Today’s topic is brought to you by The Daily Post: What would you tell yourself 10 years ago?
There was a similar hashtag Twitter meme going around with this a few months ago, of what you’d tell your younger self. I loved the idea of that. It let me reflect on what I was like 1o years ago and what I was stressed out about then, and see how much has changed, or not, in all this time.
How appropriate that as I’m turning 30 in about 2 months, that I’m made to reflect on my 19-going-on-20 self. 10 years ago, I was about half a year into my first year of university. I remember feeling like such a grown up, being the oldest child in our house and the one to “go off” to university. I remember I still had the insecurities of my high school years (and all that went along with it) and, like I had answered in the Twitter meme, I would have told myself: It’s not that bad being a geek. One day, you’ll embrace it.
And it’s true, I did. What once was an insult hurled by bullies to me and others, I have come to embrace my geekiness. Obviously whether it be tolerance or a change of the times, it’s more “accepted” to be nerdy and geeky, but it shouldn’t even be something that had to be accepted in the first place.
I used to hide the fact that I was a total geek about some things, for fear of ridicule. I wasn’t a straight-A brainiac or anything, but I had a thirst for practical knowledge.
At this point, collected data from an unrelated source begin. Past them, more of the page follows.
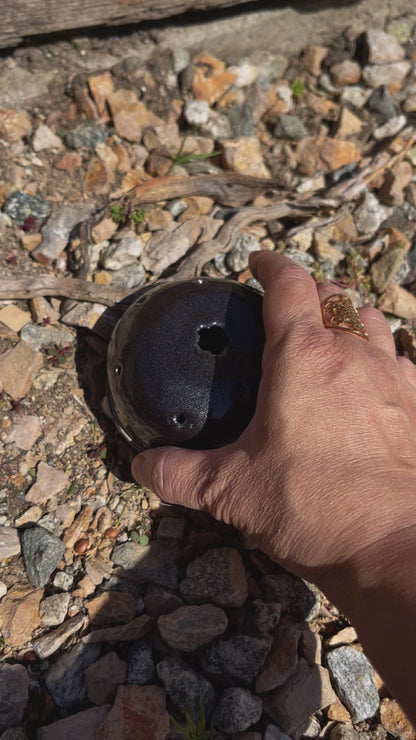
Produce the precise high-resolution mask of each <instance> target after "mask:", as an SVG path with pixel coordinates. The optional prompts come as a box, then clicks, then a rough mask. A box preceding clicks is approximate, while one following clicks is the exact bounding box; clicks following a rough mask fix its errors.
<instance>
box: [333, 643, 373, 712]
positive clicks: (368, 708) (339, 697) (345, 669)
mask: <svg viewBox="0 0 416 740" xmlns="http://www.w3.org/2000/svg"><path fill="white" fill-rule="evenodd" d="M326 659H327V664H328V669H329V673H330V675H331V678H332V681H333V682H334V685H335V689H336V692H337V694H338V696H339V698H340V699H341V701H342V702H343V704H345V706H346V707H347V709H348V711H349V712H350V714H351V717H352V721H353V722H362V721H363V720H365V719H370V718H371V717H373V716H374V714H375V713H376V711H377V709H378V707H379V703H380V702H379V696H378V692H377V687H376V684H375V681H374V677H373V671H372V668H371V665H370V663H369V662H368V660H367V658H366V657H365V655H364V653H360V652H359V651H358V650H355V649H354V648H353V647H348V646H346V647H340V648H336V649H335V650H332V651H331V652H330V653H328V654H327V656H326Z"/></svg>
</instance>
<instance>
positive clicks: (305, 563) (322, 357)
mask: <svg viewBox="0 0 416 740" xmlns="http://www.w3.org/2000/svg"><path fill="white" fill-rule="evenodd" d="M250 267H251V269H252V272H253V274H254V275H255V276H256V277H257V279H258V280H259V281H260V282H261V283H262V285H263V287H264V289H265V294H264V301H263V317H264V326H265V333H266V344H265V349H264V355H263V375H262V380H261V384H260V388H259V394H258V401H257V408H256V412H255V415H254V417H253V419H252V421H251V423H250V424H249V426H248V427H247V429H246V430H245V432H244V433H243V434H242V435H241V437H240V438H239V439H238V440H237V441H236V442H235V443H233V444H231V445H229V446H227V447H224V448H221V449H217V450H209V451H189V450H185V449H180V448H173V447H165V448H159V449H152V450H147V451H146V452H143V453H141V454H140V455H138V456H137V457H136V458H135V459H134V461H133V466H132V472H133V476H134V477H135V479H136V480H137V481H138V482H139V483H141V484H142V485H145V486H147V487H149V488H150V489H152V490H153V491H154V492H155V493H156V494H158V495H159V496H160V497H161V498H162V499H163V500H164V501H167V502H170V503H176V504H181V505H183V506H187V507H190V508H193V509H202V510H205V511H208V512H210V514H212V516H214V517H215V518H216V519H220V520H223V521H225V522H228V523H231V524H233V525H234V526H235V527H236V528H238V529H239V530H240V531H242V532H244V533H246V534H247V535H249V536H251V537H252V538H255V540H256V542H257V543H258V545H259V546H260V547H261V549H263V550H264V551H265V552H267V553H268V554H269V555H270V556H271V557H272V558H273V559H274V560H275V561H276V562H278V563H279V564H281V565H283V566H284V567H286V568H288V569H289V570H291V571H292V572H295V573H297V574H298V575H300V576H303V577H306V578H308V579H309V580H312V581H314V582H315V583H317V584H318V585H320V584H321V583H322V582H324V583H325V579H328V577H330V574H331V572H333V573H334V574H335V573H338V574H339V568H340V566H342V564H343V563H344V562H347V561H349V560H351V558H354V557H357V553H359V552H364V551H368V550H370V551H371V548H372V547H373V546H374V552H378V546H379V543H380V542H382V541H383V539H384V538H388V537H389V536H390V535H391V533H392V532H393V533H396V532H397V533H399V532H400V530H401V529H403V528H406V527H408V526H409V525H414V524H415V522H416V503H415V501H416V499H415V496H414V488H415V483H416V368H415V367H414V366H413V364H412V363H411V362H410V361H409V360H407V359H406V358H403V357H396V353H395V347H394V342H393V338H392V335H391V332H390V328H389V325H388V322H387V321H386V320H385V318H384V317H383V315H382V314H381V313H380V312H379V311H377V310H375V309H373V308H363V309H360V311H359V313H360V318H361V320H362V322H363V323H364V325H365V327H366V329H367V332H368V335H369V341H368V342H367V341H366V340H365V339H362V338H360V337H357V336H354V335H352V334H350V333H346V332H342V331H339V330H333V329H328V328H324V326H323V323H322V317H321V309H320V304H321V302H322V301H323V300H324V299H325V298H327V297H328V296H329V295H332V294H333V293H336V292H341V291H340V290H338V289H337V288H336V287H334V286H333V285H329V284H322V285H316V284H315V283H314V281H313V279H312V278H311V277H310V276H308V275H307V274H306V273H305V271H304V270H303V269H302V268H300V267H298V266H296V265H295V264H294V263H293V262H291V261H290V260H288V259H287V258H285V257H283V256H282V255H278V254H276V253H272V252H257V253H255V254H252V255H251V260H250Z"/></svg>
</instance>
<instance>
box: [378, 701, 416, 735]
mask: <svg viewBox="0 0 416 740" xmlns="http://www.w3.org/2000/svg"><path fill="white" fill-rule="evenodd" d="M380 720H381V724H382V725H383V727H384V728H385V729H386V730H387V732H391V733H392V734H393V735H399V736H400V737H404V738H405V740H415V738H416V730H415V728H414V727H412V725H411V724H410V722H409V720H407V719H406V717H405V715H404V713H403V711H402V710H401V709H400V707H399V705H398V703H397V701H395V700H394V699H383V700H382V702H381V704H380Z"/></svg>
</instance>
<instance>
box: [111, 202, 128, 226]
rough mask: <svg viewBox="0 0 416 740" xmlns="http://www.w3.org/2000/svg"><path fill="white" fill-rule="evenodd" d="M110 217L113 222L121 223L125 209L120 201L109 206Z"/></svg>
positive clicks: (123, 206) (122, 221) (116, 222)
mask: <svg viewBox="0 0 416 740" xmlns="http://www.w3.org/2000/svg"><path fill="white" fill-rule="evenodd" d="M111 218H112V219H113V221H114V223H115V224H122V223H123V221H125V220H126V209H125V207H124V206H123V205H122V204H121V203H114V205H112V206H111Z"/></svg>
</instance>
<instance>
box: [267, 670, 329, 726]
mask: <svg viewBox="0 0 416 740" xmlns="http://www.w3.org/2000/svg"><path fill="white" fill-rule="evenodd" d="M336 701H337V697H336V694H335V693H334V691H333V689H332V686H331V682H330V680H329V673H328V671H327V670H326V668H322V666H320V665H314V666H308V664H307V663H306V661H305V660H302V659H301V660H299V663H298V666H297V668H296V671H295V672H294V673H293V674H292V675H291V677H290V678H289V679H288V681H286V683H285V684H284V686H279V687H278V688H277V689H274V691H271V692H270V693H268V694H266V696H265V699H264V708H265V710H266V712H267V714H269V715H270V717H271V718H272V719H273V720H274V721H275V722H276V723H277V724H278V725H279V727H280V728H281V729H282V730H284V731H285V732H287V734H288V735H290V736H291V737H292V738H293V740H299V738H300V737H301V736H302V734H303V732H304V730H305V729H306V727H307V726H308V724H309V720H310V716H311V714H313V713H314V712H317V711H319V710H320V709H324V708H325V707H328V706H329V705H330V704H333V703H334V702H336Z"/></svg>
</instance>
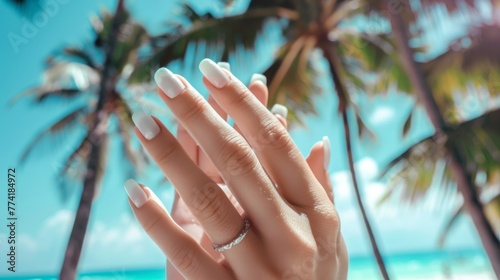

I wasn’t great at calculus, chemistry, Canadian history, etc. but I loved learning about the more real-world part of those topics, like weather/natural disasters, forensics, the history of landmarks/buildings.. THAT interests me more than theorems and molecules. I’m not an expert on anything in particular, but I feel I have a well-rounded basic knowledge on many things. A geeky thirst to know the BASICS of how things work, just so I at least get the gist of it. I’m not a computer engineer, but I’ve taught myself enough about computers to end up being the unofficial I.T. person in my office. People who don’t know how to do something on their computers often call to me to help, and if I don’t know how to fix it, I’m resourceful enough to find a way to find out! How at one time I would have hidden this from others, I’ve now come to embrace my geek factor.